Of course, Ubuntu doesn’t really have to hunt around to find native apps – after all it has millions of computers running around the world, and has tens of thousands of native applications to support them. Developers do, however, have to tweak them to the phone-interface and to touch input.
But will the ‘power of the native’ be enough to help it compete with Android, which has about 300,000 applications already designed for it, and a market share of about 60%?
“Ubuntu isn’t limited to HTML5. Native apps are blazingly fast, taking advantage of the full capabilities of the phone’s processor and graphics hardware. And a mobile SDK does most of the work to give you that gorgeous, distinctive Ubuntu look and feel,” says Ubuntu’s introduction to the Ubuntu Phone operating system.
To be frank, the pictures do seem to look like every other smartphone interface out there — there are only so many ways you can organize a bunch of icons on a 5 inch display. But Ubuntu may have a fighting chance if phone hardware makers are keen to reduce their dependence on Android, or want to move away from Google, for instance.
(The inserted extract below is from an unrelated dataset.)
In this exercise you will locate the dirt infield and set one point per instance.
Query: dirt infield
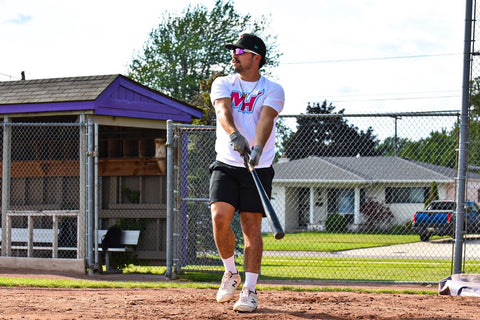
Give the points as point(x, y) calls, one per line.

But one of the big advantages of the Ubuntu Phone will be its hybrid nature. Attach it to a large screen display and a keyboard, and you’ve got a nearly fully-functional PC, with hundreds of thousands of stable and tested PC applications already available. It will also appeal to its fan base of a few million.
The phone will also support non-native, HTML5 based web-applications too using the Ubuntu web app APIs.
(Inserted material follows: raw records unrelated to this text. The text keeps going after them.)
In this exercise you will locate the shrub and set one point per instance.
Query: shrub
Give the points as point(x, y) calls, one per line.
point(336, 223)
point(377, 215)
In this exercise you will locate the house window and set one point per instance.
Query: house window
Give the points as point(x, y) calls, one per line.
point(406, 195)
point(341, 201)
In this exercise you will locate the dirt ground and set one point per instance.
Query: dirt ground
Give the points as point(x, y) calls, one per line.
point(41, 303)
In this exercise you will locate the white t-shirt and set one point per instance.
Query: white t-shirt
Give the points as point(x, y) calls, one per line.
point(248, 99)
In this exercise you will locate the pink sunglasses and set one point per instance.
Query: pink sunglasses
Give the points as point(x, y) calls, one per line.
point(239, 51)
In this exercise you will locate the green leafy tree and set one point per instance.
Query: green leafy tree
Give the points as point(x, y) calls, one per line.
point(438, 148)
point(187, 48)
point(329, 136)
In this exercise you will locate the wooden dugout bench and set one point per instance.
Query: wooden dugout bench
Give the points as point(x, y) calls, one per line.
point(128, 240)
“Create gorgeous native apps or lightweight HTML5 apps easily with our SDK. Repurpose web apps fast, so they look and work like their native cousins. With one OS for all form factors, one app can have interfaces for phone and desktop – in just one upload to one store,” Canonical says.
Canonical hopes the Ubuntu Phone will be “the new thin client of choice.”
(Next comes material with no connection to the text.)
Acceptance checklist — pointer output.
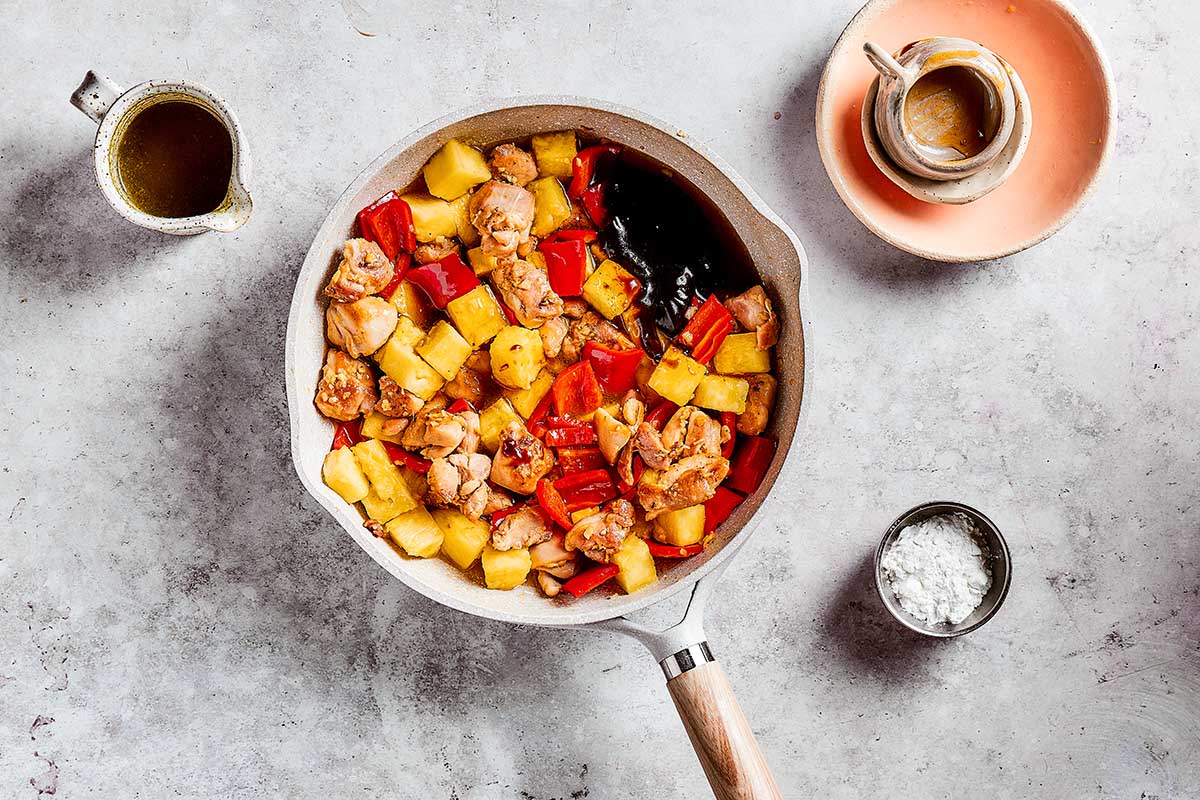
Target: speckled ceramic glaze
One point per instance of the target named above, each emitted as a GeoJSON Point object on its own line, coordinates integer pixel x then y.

“Your Ubuntu phone can be managed with standard enterprise Ubuntu management tools that also handle servers, cloud infrastructure and desktops. Secure your infrastructure using Ubuntu’s browser and email client, delivering your legacy Office apps from your data centre,” it says.
Much of the rest of the description is as you would expect for a phone operating system targeted at sophisticated users — easy multi-tasking, apps, camera, a cloud back up service, social networking integration etc..
“A swipe from the right edge takes you back to the last app you were using; another swipe takes you back to the app you used before that. It’s natural to keep many apps open at once, which is why Ubuntu was designed for multi-tasking. No other smartphone lets you switch between applications this quickly.
“Page either left or right from the home screen to see the content you use most. A full left-to-right swipe reveals a screen showing all your open apps, while a swipe from the right brings you instantly to the last app you were using. Switching between running applications has never been quicker or easier,” Canonical says.